Temporary VAT cut for accommodation and attractions
The 5% rate of VAT will also apply from 15 July 2020 to 12 January 2021 to supplies of accommodation and admission to attractions across the UK. Further guidance on this to be published soon.
Eat Out to Help Out
The ‘Eat Out to Help Out’ scheme will be introduced to encourage people to return to eating out. Every diner will be entitled to a 50% discount of up to £10 a head on their meal, at any participating restaurant, café, pub or other eligible food service establishment. The discount can be used without limit throughout the UK on any eat-in meal (including on non-alcoholic drinks). It will be valid Monday to Wednesday during the month of August, and participating establishments will be fully reimbursed for the 50% discount.
CREATING JOBS
The job creation measures are mainly targeted on the housing and construction sector.

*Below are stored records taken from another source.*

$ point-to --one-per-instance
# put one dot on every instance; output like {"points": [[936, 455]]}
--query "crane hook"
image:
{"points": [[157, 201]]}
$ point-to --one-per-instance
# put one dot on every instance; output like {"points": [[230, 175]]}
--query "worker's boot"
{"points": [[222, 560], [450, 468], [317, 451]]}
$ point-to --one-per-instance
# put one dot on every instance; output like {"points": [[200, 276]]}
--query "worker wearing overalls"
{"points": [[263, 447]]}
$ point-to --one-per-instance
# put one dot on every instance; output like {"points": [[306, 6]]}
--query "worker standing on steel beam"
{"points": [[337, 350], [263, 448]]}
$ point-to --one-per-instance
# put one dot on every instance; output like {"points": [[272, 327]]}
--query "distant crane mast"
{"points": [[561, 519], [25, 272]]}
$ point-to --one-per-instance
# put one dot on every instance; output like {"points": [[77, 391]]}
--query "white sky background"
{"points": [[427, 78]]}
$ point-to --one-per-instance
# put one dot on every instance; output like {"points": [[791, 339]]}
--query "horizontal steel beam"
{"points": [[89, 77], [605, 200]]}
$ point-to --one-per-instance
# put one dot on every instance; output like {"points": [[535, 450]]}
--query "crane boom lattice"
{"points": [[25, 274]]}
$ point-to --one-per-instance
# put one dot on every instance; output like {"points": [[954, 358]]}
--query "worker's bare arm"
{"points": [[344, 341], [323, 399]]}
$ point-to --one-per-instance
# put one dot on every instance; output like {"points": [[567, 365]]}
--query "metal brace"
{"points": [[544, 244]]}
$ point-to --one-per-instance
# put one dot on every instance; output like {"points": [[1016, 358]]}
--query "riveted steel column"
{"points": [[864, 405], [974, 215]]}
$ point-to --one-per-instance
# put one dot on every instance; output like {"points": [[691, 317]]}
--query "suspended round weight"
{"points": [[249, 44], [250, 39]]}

Stamp Duty Land Tax (SDLT)
SDLT receipts have fallen in the past few months. The slowdown in transactions has been accompanied by a stalling in prices. A temporary cut in SDLT on residential properties was widely predicted.
From 8 July 2020 to 31 March 2021, there will be no SDLT on the first £500,000 slice of property value, creating a maximum saving of £15,000. However, the 3% additional rate will still apply to additional properties.
The resulting revised SDLT table for residential property is shown below.
England and Northern Ireland – SDLT on slices of value from 8 July 2020 to 31 March 2021 | |
Residential property | % |
Up to £500,000 | 0 |
£500,001 – £925,000 | 5 |
£925,001 – £1,500,000 | 10 |
Over £1,500,000 | 12 |
Additional residential and all corporate residential properties £40,000 or more – add 3% to relevant SDLT rate(s) |
Green Homes Grant
A £2 billion Green Homes Grant will be introduced, providing at least £2 for every £1 up to £5,000 per household to homeowners and landlords who spend on making their residential properties more energy efficient. For low income earners, the scheme will fully fund energy efficiency measures of up to £10,000 per household.
(This summary has been prepared for general information only. The proposals are in any event subject to amendment. You are recommended to seek competent professional advice before taking any action.)